Readers may have never heard of these films despite each film’s prominence in its location of origin. And therein lies much of our Western myopia regarding religion, including the regard for images of Jesus. Yet it is not exactly the viewers’ fault: part of the reason Americans in particular don’t know these films is that each has struggled to find any distribution outlets in the United States. Understandings of religious issues continue to be regulated by distribution companies who control the media. But the films are available with a little research, and part of the interest in writing this is that we will take some time to find new channels of production, distribution, and translation.

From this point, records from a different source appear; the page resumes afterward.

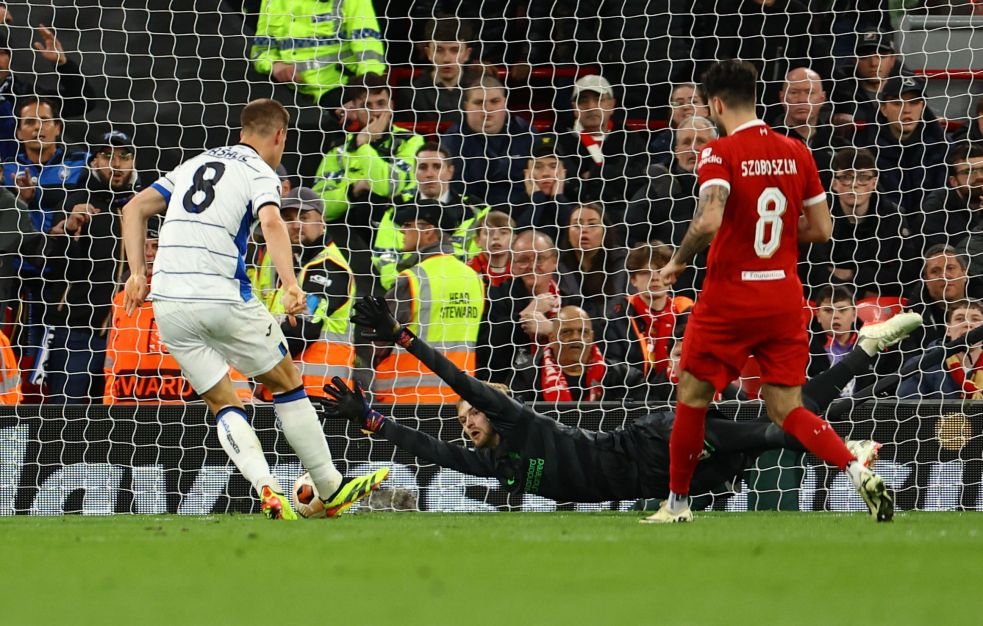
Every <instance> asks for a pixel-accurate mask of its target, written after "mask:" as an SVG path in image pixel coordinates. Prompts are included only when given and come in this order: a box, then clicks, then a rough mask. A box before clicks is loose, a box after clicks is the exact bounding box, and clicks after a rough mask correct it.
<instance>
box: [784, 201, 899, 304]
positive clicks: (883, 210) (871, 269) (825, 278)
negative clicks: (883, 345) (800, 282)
mask: <svg viewBox="0 0 983 626" xmlns="http://www.w3.org/2000/svg"><path fill="white" fill-rule="evenodd" d="M830 213H831V214H832V216H833V236H832V238H831V239H830V240H829V241H827V242H825V243H815V244H811V245H809V246H808V248H807V252H806V254H805V255H802V256H803V258H804V259H806V261H807V262H806V263H805V264H803V263H800V265H799V267H800V269H801V270H802V272H801V273H800V275H801V277H802V282H803V283H804V284H805V286H806V287H807V288H811V290H815V289H816V288H818V287H819V286H821V285H825V284H828V283H830V282H833V283H837V282H840V281H838V280H837V279H835V278H833V277H832V274H831V272H830V267H836V268H841V269H851V270H853V278H852V279H851V280H849V281H846V282H847V284H849V285H852V286H854V287H855V291H856V293H857V297H858V298H861V297H863V296H864V295H865V292H871V294H876V295H895V296H900V295H901V294H902V292H903V290H904V285H905V284H907V283H908V281H909V280H911V279H913V278H914V276H913V274H914V273H916V272H917V270H916V269H914V265H915V259H916V257H917V255H918V252H917V250H916V249H915V248H914V247H909V244H910V241H911V240H910V237H911V231H910V230H909V228H908V225H907V222H906V221H905V218H904V216H902V215H901V212H900V211H899V210H898V207H897V205H895V204H894V203H893V202H891V201H890V200H888V199H886V198H884V197H883V196H879V195H877V194H872V196H871V206H870V210H869V212H868V213H867V215H865V216H864V217H862V218H860V219H859V220H857V221H856V222H854V221H851V219H850V218H848V217H847V216H846V215H844V212H843V209H842V208H841V207H840V204H839V202H838V201H837V200H836V197H835V196H831V197H830Z"/></svg>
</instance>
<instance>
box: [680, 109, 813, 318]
mask: <svg viewBox="0 0 983 626" xmlns="http://www.w3.org/2000/svg"><path fill="white" fill-rule="evenodd" d="M696 167H697V170H696V171H697V177H698V179H699V185H700V190H701V191H702V190H703V189H704V188H706V187H707V186H709V185H723V186H724V187H727V188H728V189H729V190H730V195H729V196H728V198H727V205H726V207H725V209H724V217H723V222H722V223H721V225H720V229H719V230H718V231H717V234H716V235H715V236H714V238H713V242H712V243H711V244H710V252H709V255H708V257H707V274H706V280H705V281H704V283H703V292H702V293H701V294H700V297H699V299H698V303H702V304H703V307H701V308H703V309H704V312H703V314H704V315H705V314H706V313H707V312H708V311H707V309H710V310H711V311H715V312H719V314H721V315H724V314H726V315H728V316H734V315H738V316H742V317H761V316H762V314H764V315H767V314H769V312H771V313H774V312H775V311H776V309H778V310H781V309H785V310H791V309H794V310H795V312H796V314H798V310H799V308H800V307H801V306H802V283H801V282H800V281H799V276H798V272H797V268H796V264H797V263H798V260H799V241H798V225H799V217H800V216H801V215H802V209H803V207H805V206H808V205H811V204H815V203H818V202H822V201H823V200H825V199H826V192H825V190H824V189H823V186H822V183H821V182H820V181H819V172H818V171H817V169H816V162H815V160H814V159H813V158H812V154H811V153H810V152H809V149H808V148H807V147H806V146H805V145H804V144H803V143H802V142H800V141H796V140H794V139H790V138H788V137H786V136H784V135H780V134H778V133H776V132H774V131H773V130H772V129H771V128H770V127H769V126H768V125H767V124H765V123H764V122H762V121H761V120H755V121H753V122H749V123H747V124H744V125H742V126H740V127H738V128H737V129H735V130H734V132H732V133H731V134H729V135H728V136H726V137H721V138H720V139H717V140H716V141H713V142H711V143H710V144H708V145H707V146H706V147H705V148H703V150H702V152H700V157H699V159H698V160H697V165H696ZM725 312H726V313H725ZM713 314H714V313H711V315H713Z"/></svg>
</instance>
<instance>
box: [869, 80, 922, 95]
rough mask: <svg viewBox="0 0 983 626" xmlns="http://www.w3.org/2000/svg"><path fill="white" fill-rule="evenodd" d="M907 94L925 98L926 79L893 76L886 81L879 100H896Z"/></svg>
mask: <svg viewBox="0 0 983 626" xmlns="http://www.w3.org/2000/svg"><path fill="white" fill-rule="evenodd" d="M906 93H915V94H917V95H918V97H919V98H920V97H922V96H924V95H925V79H923V78H919V77H917V76H892V77H891V78H889V79H887V80H886V81H884V85H883V86H882V87H881V91H880V93H879V94H878V98H879V99H880V100H896V99H898V98H900V97H901V95H902V94H906Z"/></svg>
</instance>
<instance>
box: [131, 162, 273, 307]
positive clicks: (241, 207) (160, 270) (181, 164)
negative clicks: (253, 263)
mask: <svg viewBox="0 0 983 626" xmlns="http://www.w3.org/2000/svg"><path fill="white" fill-rule="evenodd" d="M153 187H154V189H156V190H157V191H159V192H160V193H161V194H162V195H163V196H164V198H166V199H167V212H166V214H165V216H164V224H163V226H162V227H161V231H160V240H159V242H158V252H157V258H156V259H155V260H154V274H153V278H152V280H151V281H150V298H151V299H152V300H199V301H212V302H245V301H248V300H249V299H250V298H252V288H251V286H250V284H249V278H248V277H247V276H246V242H247V240H248V238H249V232H250V227H251V226H252V224H253V221H254V220H255V219H256V215H257V212H258V211H259V209H260V208H262V207H263V206H264V205H266V204H275V205H276V206H280V179H279V177H278V176H277V175H276V173H275V172H274V171H273V169H272V168H270V166H269V165H267V164H266V162H265V161H263V159H262V158H260V156H259V155H258V154H257V153H256V151H255V150H254V149H252V148H251V147H249V146H247V145H245V144H238V145H234V146H227V147H224V148H213V149H212V150H208V151H207V152H204V153H202V154H199V155H198V156H196V157H194V158H192V159H189V160H187V161H185V162H184V163H182V164H181V165H179V166H178V167H177V168H176V169H175V170H174V171H172V172H171V173H169V174H167V175H166V176H164V177H162V178H160V179H159V180H158V181H157V182H155V183H154V184H153Z"/></svg>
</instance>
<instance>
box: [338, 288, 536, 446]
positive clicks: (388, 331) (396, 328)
mask: <svg viewBox="0 0 983 626" xmlns="http://www.w3.org/2000/svg"><path fill="white" fill-rule="evenodd" d="M352 322H354V323H355V324H356V325H358V326H362V327H363V328H365V329H366V337H368V338H370V339H380V340H383V341H392V342H394V343H396V344H397V345H399V346H402V347H403V348H404V349H405V350H406V351H407V352H409V353H410V354H412V355H413V356H415V357H416V358H418V359H419V360H420V362H421V363H423V364H424V365H426V366H427V367H429V368H430V369H431V370H432V371H433V373H434V374H436V375H437V376H439V377H440V378H441V380H443V381H444V382H446V383H447V384H448V385H450V387H451V389H453V390H454V392H455V393H457V394H458V395H459V396H461V398H463V399H464V400H466V401H467V402H468V403H469V404H471V406H474V407H475V408H478V409H480V410H481V411H483V412H484V413H485V415H487V416H488V419H490V420H491V421H492V423H493V424H494V425H495V426H496V428H497V429H499V430H500V431H502V434H506V432H507V430H508V427H509V426H510V425H512V424H515V423H516V422H518V421H520V420H522V419H524V418H526V417H528V413H529V409H527V408H526V407H525V406H524V405H522V404H521V403H519V402H517V401H516V400H513V399H512V398H510V397H509V396H507V395H506V394H504V393H502V392H501V391H498V390H497V389H493V388H491V387H489V386H488V385H486V384H485V383H483V382H481V381H480V380H478V379H476V378H474V377H473V376H471V375H469V374H467V373H466V372H464V371H462V370H461V369H459V368H458V367H457V366H456V365H454V363H453V362H451V360H450V359H448V358H447V357H445V356H444V355H443V354H441V353H440V352H439V351H437V350H435V349H434V348H433V347H431V346H430V345H428V344H427V343H426V342H425V341H423V340H422V339H420V338H419V337H417V336H416V335H414V334H413V333H412V332H410V331H409V330H408V329H407V328H406V327H405V326H403V325H401V324H400V323H399V322H398V321H397V320H396V318H395V317H394V316H393V314H392V312H390V310H389V307H388V305H387V304H386V301H385V300H384V299H383V298H373V297H371V296H366V297H364V298H362V300H360V301H359V302H358V303H356V304H355V314H354V315H353V316H352ZM502 427H504V428H502Z"/></svg>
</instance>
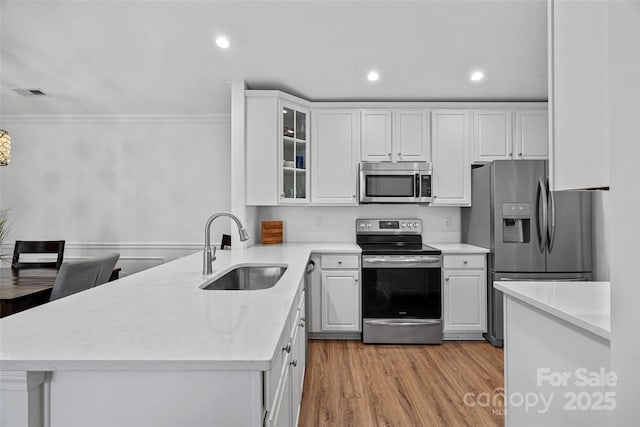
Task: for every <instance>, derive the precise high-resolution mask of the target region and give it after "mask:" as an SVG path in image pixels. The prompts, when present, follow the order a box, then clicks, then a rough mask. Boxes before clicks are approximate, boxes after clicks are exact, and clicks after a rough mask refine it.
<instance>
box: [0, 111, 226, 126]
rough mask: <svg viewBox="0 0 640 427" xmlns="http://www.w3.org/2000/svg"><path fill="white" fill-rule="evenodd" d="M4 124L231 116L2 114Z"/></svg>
mask: <svg viewBox="0 0 640 427" xmlns="http://www.w3.org/2000/svg"><path fill="white" fill-rule="evenodd" d="M0 123H2V124H3V125H4V124H59V123H69V124H87V123H108V124H183V123H184V124H197V123H231V114H222V113H221V114H2V115H1V116H0Z"/></svg>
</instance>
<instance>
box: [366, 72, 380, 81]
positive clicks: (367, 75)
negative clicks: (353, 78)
mask: <svg viewBox="0 0 640 427" xmlns="http://www.w3.org/2000/svg"><path fill="white" fill-rule="evenodd" d="M379 78H380V74H378V72H377V71H369V74H367V80H369V81H370V82H375V81H376V80H378V79H379Z"/></svg>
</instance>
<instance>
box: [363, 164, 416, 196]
mask: <svg viewBox="0 0 640 427" xmlns="http://www.w3.org/2000/svg"><path fill="white" fill-rule="evenodd" d="M419 194H420V175H419V174H417V173H413V172H408V171H391V170H386V171H371V170H361V171H360V203H416V202H419V197H418V195H419Z"/></svg>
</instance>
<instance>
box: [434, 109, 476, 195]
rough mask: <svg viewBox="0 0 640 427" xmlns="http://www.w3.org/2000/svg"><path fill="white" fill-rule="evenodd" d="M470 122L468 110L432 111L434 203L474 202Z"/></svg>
mask: <svg viewBox="0 0 640 427" xmlns="http://www.w3.org/2000/svg"><path fill="white" fill-rule="evenodd" d="M469 126H470V124H469V112H468V111H464V110H435V111H433V113H432V120H431V132H432V137H431V144H432V150H433V156H432V157H433V180H432V181H433V182H432V186H433V188H432V194H433V202H432V203H431V205H432V206H470V205H471V160H470V156H471V155H470V152H471V141H470V139H469Z"/></svg>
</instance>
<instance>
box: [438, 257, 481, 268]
mask: <svg viewBox="0 0 640 427" xmlns="http://www.w3.org/2000/svg"><path fill="white" fill-rule="evenodd" d="M443 258H444V259H443V264H444V268H484V267H485V265H484V263H485V256H484V255H445V256H444V257H443Z"/></svg>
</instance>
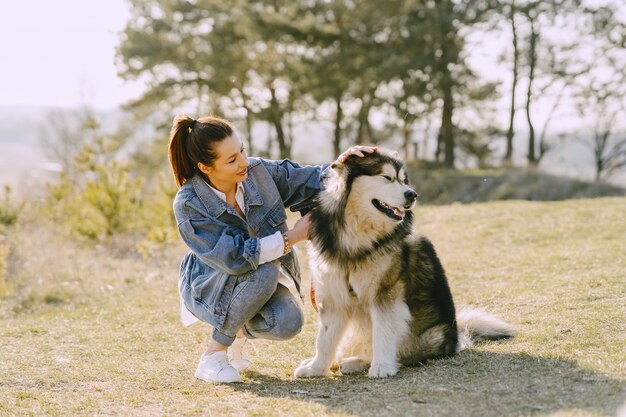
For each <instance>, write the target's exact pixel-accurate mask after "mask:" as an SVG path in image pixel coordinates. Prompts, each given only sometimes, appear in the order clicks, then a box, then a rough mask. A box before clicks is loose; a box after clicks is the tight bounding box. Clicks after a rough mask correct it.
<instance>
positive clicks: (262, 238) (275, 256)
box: [259, 231, 285, 264]
mask: <svg viewBox="0 0 626 417" xmlns="http://www.w3.org/2000/svg"><path fill="white" fill-rule="evenodd" d="M284 251H285V242H284V240H283V234H282V233H281V232H280V231H278V232H276V233H274V234H273V235H269V236H265V237H264V238H261V251H260V254H259V264H264V263H266V262H270V261H273V260H274V259H278V258H280V257H281V256H283V252H284Z"/></svg>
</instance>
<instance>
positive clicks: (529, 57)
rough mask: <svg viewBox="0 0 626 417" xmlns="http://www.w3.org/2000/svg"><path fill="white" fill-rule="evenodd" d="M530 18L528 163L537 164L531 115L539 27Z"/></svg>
mask: <svg viewBox="0 0 626 417" xmlns="http://www.w3.org/2000/svg"><path fill="white" fill-rule="evenodd" d="M528 19H529V20H530V42H529V62H528V65H529V68H528V70H529V72H528V91H527V92H526V120H527V121H528V163H529V165H537V158H536V157H535V128H534V126H533V123H532V120H531V117H530V103H531V101H532V87H533V81H534V79H535V66H536V63H537V38H538V37H539V34H538V33H537V28H536V27H535V18H534V17H533V16H530V14H529V15H528Z"/></svg>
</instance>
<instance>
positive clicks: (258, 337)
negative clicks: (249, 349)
mask: <svg viewBox="0 0 626 417" xmlns="http://www.w3.org/2000/svg"><path fill="white" fill-rule="evenodd" d="M303 324H304V317H303V315H302V310H301V309H300V306H299V305H298V301H297V300H296V298H295V297H294V296H293V295H292V294H291V292H289V290H288V289H287V287H285V286H284V285H282V284H278V285H277V287H276V291H275V292H274V294H273V295H272V297H271V298H270V299H269V301H268V302H267V303H265V305H264V306H263V307H262V308H261V310H260V311H259V312H258V313H257V314H256V315H255V316H254V317H252V319H250V320H249V321H248V322H247V323H246V324H245V325H244V327H243V330H244V333H245V334H246V336H247V337H248V338H261V339H269V340H287V339H291V338H292V337H294V336H295V335H297V334H298V333H300V330H301V329H302V325H303Z"/></svg>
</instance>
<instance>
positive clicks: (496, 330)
mask: <svg viewBox="0 0 626 417" xmlns="http://www.w3.org/2000/svg"><path fill="white" fill-rule="evenodd" d="M456 323H457V329H458V331H459V342H458V345H457V352H460V351H461V350H463V349H467V348H469V347H471V346H472V345H473V342H474V341H476V340H483V339H488V340H497V339H505V338H508V337H513V336H515V329H514V328H513V326H511V325H510V324H508V323H505V322H504V321H502V320H500V319H499V318H497V317H496V316H493V315H491V314H488V313H485V312H484V311H482V310H476V309H472V310H462V311H460V312H459V313H457V315H456Z"/></svg>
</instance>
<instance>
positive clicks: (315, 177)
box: [261, 146, 378, 211]
mask: <svg viewBox="0 0 626 417" xmlns="http://www.w3.org/2000/svg"><path fill="white" fill-rule="evenodd" d="M377 149H378V147H376V146H353V147H351V148H348V149H347V150H346V151H345V152H343V153H342V154H341V155H339V157H338V158H337V160H336V161H335V162H340V163H343V162H344V161H345V160H346V158H348V157H349V156H350V155H357V156H360V157H362V156H365V155H364V153H372V152H374V151H376V150H377ZM261 162H262V163H263V166H264V167H265V169H267V171H268V172H269V173H270V175H271V176H272V178H273V179H274V183H276V187H277V188H278V192H279V193H280V196H281V198H282V200H283V204H284V205H285V207H288V208H289V209H291V211H301V210H306V209H309V208H311V207H312V205H313V202H312V198H313V197H314V196H315V195H316V194H317V193H319V192H320V191H321V190H322V189H323V188H324V181H323V180H324V178H325V176H326V175H327V171H328V169H329V168H330V165H331V164H323V165H305V166H301V165H299V164H297V163H296V162H293V161H290V160H288V159H284V160H282V161H272V160H267V159H261Z"/></svg>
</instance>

Interreligious dialogue is one thing, but those of us interested in other religions must also realize that our very own tradition is not as homogeneous as we might like to imagine. There is even, we must ultimately admit, the possibility that our myths and rituals, our systems of behaviors and beliefs, are quite strange. And often it takes new translations, perspectives, and visions to allow us to see the strange as familiar and the familiar as strange. The Lenten season might then offer new perspectives on the mythologies, rituals, and textual accounts surrounding the figure of Jesus Christ.